After buying a unit, storeowners will pay an annual fee for SmartMart to maintain the age verification system for beer and cigarette sales and provide some maintenance and any needed security monitoring. This charge could be around $50,000 if you assume a fee of 5% of annual sales, which is about $1 million for an average c-store, says SmartMart’s Trip Thornton.

Ages are verified through a teleconference link via high speed Internet that allows customers to talk to live call center employees. A picture of the customer’s ID can be quickly sent for verification if just looking at the customer won’t do, Rivalto says. The call center also can be alerted and respond to problems with purchases or security issues.

The store is a combination of vending machine and warehouse technology that is operated by a touch screen kiosk. The 53-foot-long chilled building has four shopping bays, white walls and no win- dows.

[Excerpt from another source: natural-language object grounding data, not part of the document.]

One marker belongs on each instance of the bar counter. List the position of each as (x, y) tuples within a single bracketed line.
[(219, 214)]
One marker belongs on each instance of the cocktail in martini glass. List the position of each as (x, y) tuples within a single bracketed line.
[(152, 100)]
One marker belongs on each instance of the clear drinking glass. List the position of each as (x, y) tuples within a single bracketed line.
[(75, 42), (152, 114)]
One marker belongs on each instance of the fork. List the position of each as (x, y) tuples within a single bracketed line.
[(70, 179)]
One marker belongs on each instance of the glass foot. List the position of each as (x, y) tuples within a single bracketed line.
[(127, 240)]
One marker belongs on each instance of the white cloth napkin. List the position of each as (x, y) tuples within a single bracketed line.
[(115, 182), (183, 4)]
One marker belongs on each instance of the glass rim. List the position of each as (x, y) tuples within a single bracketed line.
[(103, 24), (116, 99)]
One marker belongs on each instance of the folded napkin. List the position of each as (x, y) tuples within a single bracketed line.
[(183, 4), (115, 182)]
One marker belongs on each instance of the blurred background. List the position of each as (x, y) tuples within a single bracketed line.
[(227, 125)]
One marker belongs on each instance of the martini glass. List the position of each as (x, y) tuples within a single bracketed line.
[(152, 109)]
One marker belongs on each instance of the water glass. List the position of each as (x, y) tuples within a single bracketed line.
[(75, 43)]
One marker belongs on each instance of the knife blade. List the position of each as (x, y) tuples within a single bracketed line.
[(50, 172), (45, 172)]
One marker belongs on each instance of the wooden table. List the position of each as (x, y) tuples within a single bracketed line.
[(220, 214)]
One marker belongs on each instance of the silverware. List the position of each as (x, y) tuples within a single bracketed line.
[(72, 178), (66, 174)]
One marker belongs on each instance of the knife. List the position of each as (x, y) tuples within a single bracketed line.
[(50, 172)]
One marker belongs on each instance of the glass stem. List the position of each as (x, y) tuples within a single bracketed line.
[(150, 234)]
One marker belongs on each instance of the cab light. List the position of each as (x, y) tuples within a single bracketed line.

Customers can use cash or debit/ credit cards.

On the inside are stacks of slanted racks that deliver products to a conveyor belt. The belt then delivers the products to a drawer below the kiosk screen. Items are categorized into 20 levels of fragility, and the heaviest items go in first.

With bar code scanners keeping track of every move, inventory is always updated, making it easy for the storeowner to spot trends, Thornton says. At SmartMart, the biggest sellers are 12-packs of Bud Light and Marlboro Lights Kings in a box. That’s data that can help a storeowner make buying decisions.

Also on-site are gas pumps, a drive-up coffee machine and an automated car wash. Coming soon: customers can buy a soft drink and have it delivered at the gas pump.

“We got you for a minute and a half,” Rivalto says. “We might as well sell you something.”

One drawback to the concept, arguably, is its high upfront cost. But another is the loss of human interaction, says Marylee Booth, executive director of the Tennessee Oil Marketers Association.

“I’m older, and I like the personal touch. I’m not a techie. If anything, I think it will really appeal to younger people,” Booth says.

Several times a week, Molly Dean, 18, a freshman at the University of Memphis, and her friends prove Booth’s point. She and her friends love the convenience and the prices, she says.

“Cigarettes are way cheaper, and water is way cheaper,” Dean says. “And my friend can get her favorite candy here—Junior Mints.”